The concerns in Ron Lieber's column are real. Many people don't have a ton of money, and assuming they live long enough, we can only hope that they have enough to meet their needs as they get older. But don't construe this as a reason for not needing a living trust, durable power of attorney for personal care, or advance health care directive, among other things. The fact is that, if you live long enough, and are no longer able to take care of yourself, you will need someone to make the decisions relating to the concern in Mr. Lieber's article. A complete estate plan gives you control over your estate and affairs. That control is not dependent on how much money you have to give away (or even if you have any money to give away).

Thursday, June 19, 2008

California Same-Sex Marriage, A Sort-Of Victory

The United States recently took another step toward remembering that it has a Constitution that it is supposed to follow by allowing same sex couples to marry in California. I am a Trust and Estate attorney, not a Constitutional scholar, but I cannot see how banning same-sex marriages is not a violation of the equal protection clause of the 14th amendment to the Constitution of the United States. If you know, maybe you can help me out.

As you may have heard, the California Supreme Court ruled unconstitutional a law limiting marriage in California to a union between a man and a woman. You can read the decision here. (WARNING: it is 172 pages long!)

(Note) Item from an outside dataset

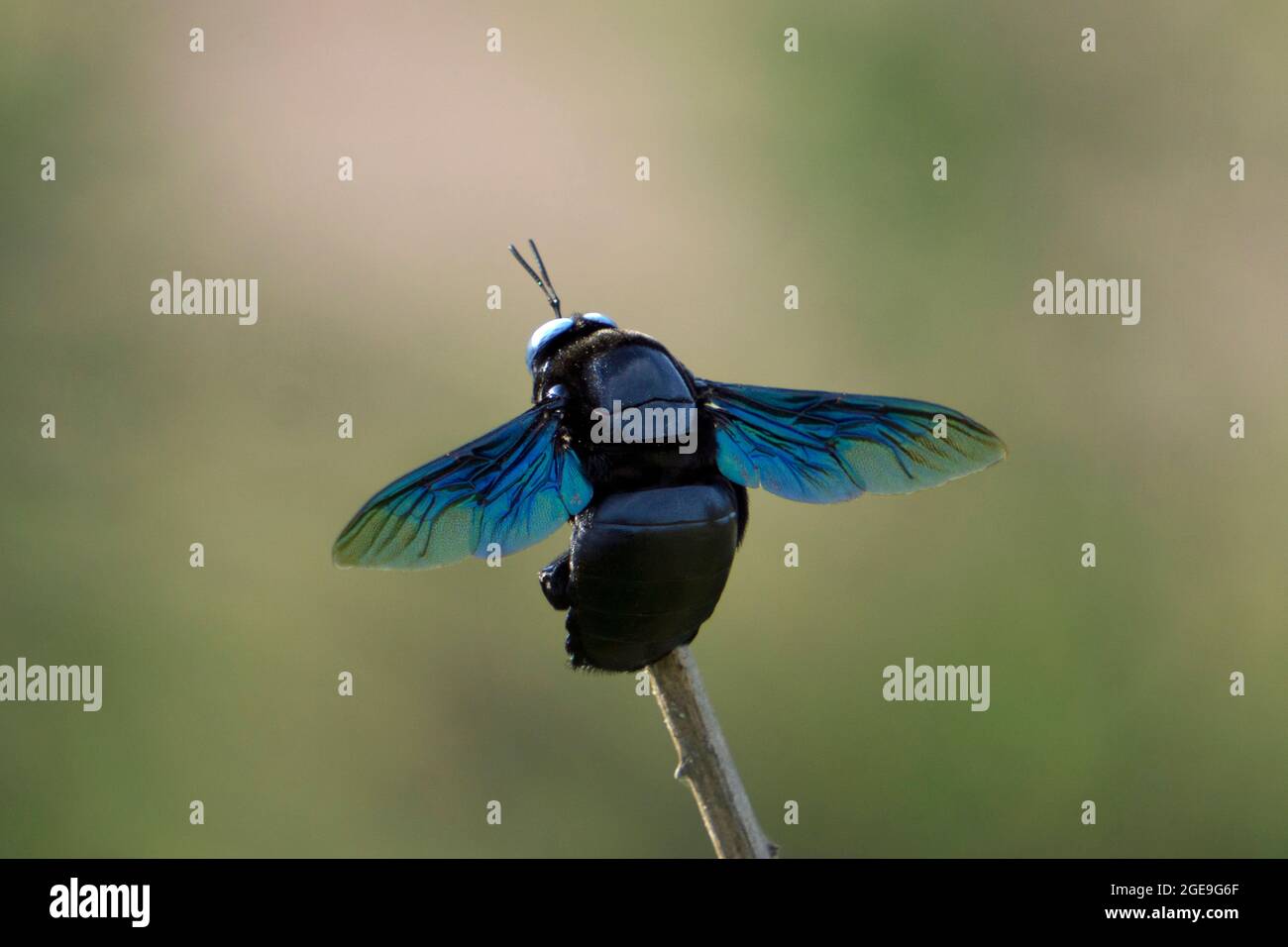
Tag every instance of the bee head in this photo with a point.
(562, 329)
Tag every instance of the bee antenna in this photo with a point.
(544, 279)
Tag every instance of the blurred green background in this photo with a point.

While there were celebrations-a-plenty over the recent weddings performed (as well as some protests by people who appear in the media to be more than a little nutty) in City Halls across the state, the real impact of all this is pretty much nil. The fact is that California domestic partnership law already gives same sex couples all of the legal rights and privileges of married couples. The major problem is that many of the most important rights and privileges of married couples are Federal. And under the Defense of Marriage Act, Federal law does not recognize same-sex marriage.

So what the State of California (and the Commonwealth of Massachusetts) giveth, the Feds taketh away. This means all Federal tax laws, including the unlimited marital deduction and married income tax filing status, are not available to legally married same-sex couples.

What does this mean for estate planning? Basically, it means that a lot of the planning must still be done as though the couple is unmarried and unrelated. This can create a more complicated estate plan, particularly if there are estate or gift tax issues. Fortunately, there are very good estate planning attorneys who specialize in planning for same-sex couples, and can structure their plan to account for the lack of rights under federal law. As always, you should choose your estate planning attorney very carefully. Talk to a lot of attorneys and others whom you trust. Almost as important as the expertise of the attorney is how comfortable you feel with your counsel. Estate planning is a process that you will engage in for the rest of your life, so it is important that you make the choice of counsel very carefully.

Who's up for challenging the Constitutionality of the Defense of Marriage Act?